The musical “Devil in Moscow” after the famous classical novel “The Master and Margarita” by Mikhail Bulgakov became another highlight in Benjamin’s theatrical career. In 2001, he won Israeli Theater Award as the best composer for this work. The musical became the most outspoken event of the 2000-2001 theatrical season and its cast included famous Israeli actors Chaim Topol and Sassi Keshet among others.

In addition to his work for Gesher, Benjamin composed music to the play Gebirtig (about the Polish Jewish poet Mordechaj Gebirtig) for the Tel Aviv Yiddishpiel Theater. He also wrote the score to the number of movies – most famous of them Yana's Friends (החברים של יאנה) directed by Arik Kaplun won the Ophir Prize as the best Israeli movie of 1999 and the number of awards on the various film festivals in Israel and abroad. In 2002, the recording company AOC released the collection of two CDs “The Gesher Music” with the music composed and performed by Benjamin for Gesher Theater.
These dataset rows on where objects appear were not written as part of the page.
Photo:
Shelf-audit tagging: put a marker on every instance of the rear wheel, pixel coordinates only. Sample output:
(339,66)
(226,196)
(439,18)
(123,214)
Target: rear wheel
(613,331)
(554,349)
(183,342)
In 2003, the Raanana Symphonette Orchestra performed a world premiere of the symphonic suite by Benjamin based on the material for the musical “Devil in Moscow”.
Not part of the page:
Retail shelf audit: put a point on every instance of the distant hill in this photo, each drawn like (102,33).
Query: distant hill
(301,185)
In 2012, Benjamin started a new conceptual music and multimedia project "Soundtracks to the movies that don't yet exist". The project is co-produced by Michael Vaisburd and it combines on-stage performance by Benjamin using the musical instruments of new generation (such as Continuum Fingerboard created by Lippold Haken, Kyma – a sound design system created by Carla Scaletti and Theremin-vox built by its inventor Lev Theremin for Avi Benjamin in 1984 and adapted for this project) with on-screen performers Evgenia Dodina, Michal Weinberg, Neta Shpiegelman, Ilya Mem and Noemi Meylakh and voice-over by Lihi Hanoch, Makiko Ikehara, Noa Koler and others.